Insomma, quello stipendio favoloso, cui si aggiungevano vitto (con vino) e alloggio per lui, la moglie e i 10 figli, più gli altri 3 che nacquero durante la sua permanenza in Italia, servivano ad assicurarsi il più valente artista del genere sulla piazza europea: è evidente la volontà di Carlo Ginori di puntare senza indugio, per la manifattura di Sesto Fiorentino, a una qualità altissima, garantendosi inoltre relazioni strettissime con l’opificio viennese fondato nel 1718 da Claudius Innocentius Du Paquier. L’effetto fu che entrambe le produzioni ebbero un ruolo decisivo nella trasmissione di motivi decorativi, forme e tecniche artistiche che di fatto influirono nella definizione del gusto dell’epoca.

Di tutto questo, e di molto altro racconta la mostra Fragili tesori dei Principi. Le vie della porcellana tra Vienna e Firenze, curata da Rita Balleri, Andreina d’Agliano, Claudia Lehner-Jobst e realizzata in collaborazione con la collezione del Principe di Liechtenstein (Vaduz–Vienna).

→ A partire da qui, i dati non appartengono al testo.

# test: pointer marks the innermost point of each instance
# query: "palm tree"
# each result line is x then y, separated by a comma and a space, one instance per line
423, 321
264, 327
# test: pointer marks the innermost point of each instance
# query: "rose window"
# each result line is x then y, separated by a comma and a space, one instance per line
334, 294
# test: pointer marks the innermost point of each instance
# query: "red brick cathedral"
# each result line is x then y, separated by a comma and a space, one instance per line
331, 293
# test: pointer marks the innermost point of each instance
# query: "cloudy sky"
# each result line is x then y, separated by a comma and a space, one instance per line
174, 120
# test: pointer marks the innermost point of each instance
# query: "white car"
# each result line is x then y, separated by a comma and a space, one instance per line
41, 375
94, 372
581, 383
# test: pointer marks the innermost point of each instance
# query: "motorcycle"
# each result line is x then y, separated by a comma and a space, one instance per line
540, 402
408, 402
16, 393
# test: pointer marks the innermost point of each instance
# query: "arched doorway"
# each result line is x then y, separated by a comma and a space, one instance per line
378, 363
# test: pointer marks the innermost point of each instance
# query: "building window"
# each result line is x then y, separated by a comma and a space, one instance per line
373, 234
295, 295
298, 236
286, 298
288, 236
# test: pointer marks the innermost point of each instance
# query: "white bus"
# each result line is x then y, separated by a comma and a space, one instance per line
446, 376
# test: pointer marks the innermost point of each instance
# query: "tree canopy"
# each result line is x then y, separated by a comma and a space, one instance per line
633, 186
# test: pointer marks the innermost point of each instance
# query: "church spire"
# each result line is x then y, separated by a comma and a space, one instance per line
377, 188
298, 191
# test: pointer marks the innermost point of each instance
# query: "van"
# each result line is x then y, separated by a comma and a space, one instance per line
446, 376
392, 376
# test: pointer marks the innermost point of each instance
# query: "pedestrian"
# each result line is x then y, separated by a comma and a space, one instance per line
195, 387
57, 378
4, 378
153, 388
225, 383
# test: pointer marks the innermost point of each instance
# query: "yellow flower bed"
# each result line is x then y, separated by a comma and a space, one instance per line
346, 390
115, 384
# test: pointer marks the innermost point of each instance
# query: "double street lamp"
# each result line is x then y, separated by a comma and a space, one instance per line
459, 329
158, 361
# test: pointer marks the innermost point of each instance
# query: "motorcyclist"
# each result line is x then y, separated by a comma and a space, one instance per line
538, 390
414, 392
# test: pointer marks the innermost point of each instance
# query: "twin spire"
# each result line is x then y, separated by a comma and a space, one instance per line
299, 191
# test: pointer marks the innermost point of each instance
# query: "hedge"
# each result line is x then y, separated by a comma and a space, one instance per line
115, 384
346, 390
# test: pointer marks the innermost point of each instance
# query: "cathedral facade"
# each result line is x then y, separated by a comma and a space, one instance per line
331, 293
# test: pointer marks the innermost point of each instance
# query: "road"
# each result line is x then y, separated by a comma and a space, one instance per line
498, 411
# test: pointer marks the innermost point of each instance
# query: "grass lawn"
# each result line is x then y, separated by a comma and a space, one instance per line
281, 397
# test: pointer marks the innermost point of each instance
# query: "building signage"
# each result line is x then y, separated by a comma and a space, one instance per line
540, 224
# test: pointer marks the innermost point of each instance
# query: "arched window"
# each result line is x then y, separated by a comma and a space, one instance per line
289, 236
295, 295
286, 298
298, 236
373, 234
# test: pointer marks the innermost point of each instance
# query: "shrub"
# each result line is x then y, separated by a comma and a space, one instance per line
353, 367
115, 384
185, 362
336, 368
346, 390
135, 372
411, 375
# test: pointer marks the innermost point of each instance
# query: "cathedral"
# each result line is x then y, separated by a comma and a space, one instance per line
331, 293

Le opere esposte – porcellane, ma anche dipinti, sculture, commessi in pietra dura, cere, avori, cristalli, arazzi, arredi e incisioni – offrono un fertile dialogo tra le arti, per celebrare la magnificenza della porcellana durante il Granducato di Toscana sotto la dinastia lorenese. Ai prestiti hanno contribuito istituzioni nazionali e internazionali e i più importanti musei europei e statunitensi, oltre a diverse collezioni private.

L’energia imprenditoriale del Marchese Ginori, senatore fiorentino, spaziava su ampi orizzonti, e le porcellane prodotte riflettevano un gusto internazionale, che poteva sì tener conto della tradizione fiorentina, ma anche degli influssi del lontano Oriente e in particolare cinesi, e che cercava di soddisfare committenti esigenti in Italia e all’estero. Per prosperare, la manifattura doveva aprirsi anche alle novità provenienti da fuori, e l’atmosfera e la produzione artistica – a Doccia, ma in generale nella Firenze dei Lorena erano dunque improntate a un criterio di eccellenza cosmopolita. La porcellana non fa eccezione, e diventa non solo lo specchio di quanto veniva sperimentato nelle altre forme d’arte, ma riflette altresì tutta una serie di abitudini e mode sociali, in un’epoca di grandi cambiamenti, anche alimentari. Nel 1663 i Medici si procacciarono per primi, importandola dalla Spagna, la cioccolata, e fu subito amore. Come sottolinea in catalogo il Direttore delle Gallerie degli Uffizi, Eike Schmidt,  la cioccolata e il caffè “resero necessaria la creazione di nuovi oggetti e di vasellame, che possiamo immaginarci tintinnare e splendere nel Kaffeehaus fatto erigere apposta a Boboli su progetto di Zanobi del Rosso, terminato nel 1785 circa (e che riaprirà a breve, dopo una campagna di restauri). Un altro gioiello architettonico voluto da Pietro Leopoldo, rotondo e bombato, ispirato al barocchetto viennese: è una costruzione di mattoni e calce, ma da lontano sembra una fantasia in porcellana di Doccia, quasi una chicchera gigante, con una cupoletta per coperchio”.

“La collaborazione europea e un pensiero che travalica i confini nazionali – dichiara Johann Kräftner, direttore del LIECHTENSTEIN. The Princely Collections, Vaduz–Vienna – si manifestano nelle vicende delle due Manifatture, appartenenti a una storia comune di governo e collezionismo confluite in questa stessa rassegna espositiva che si deve all’attuale cooperazione tra le due istituzioni e i loro collaboratori e collaboratrici. Una mostra che ripercorre questa lunga storia non a Vienna, dove venne già esaminata nella esposizione Barocker Luxus Porzellan del 2005, bensì a Firenze, dove le idee hanno trovato un comune terreno fertile”.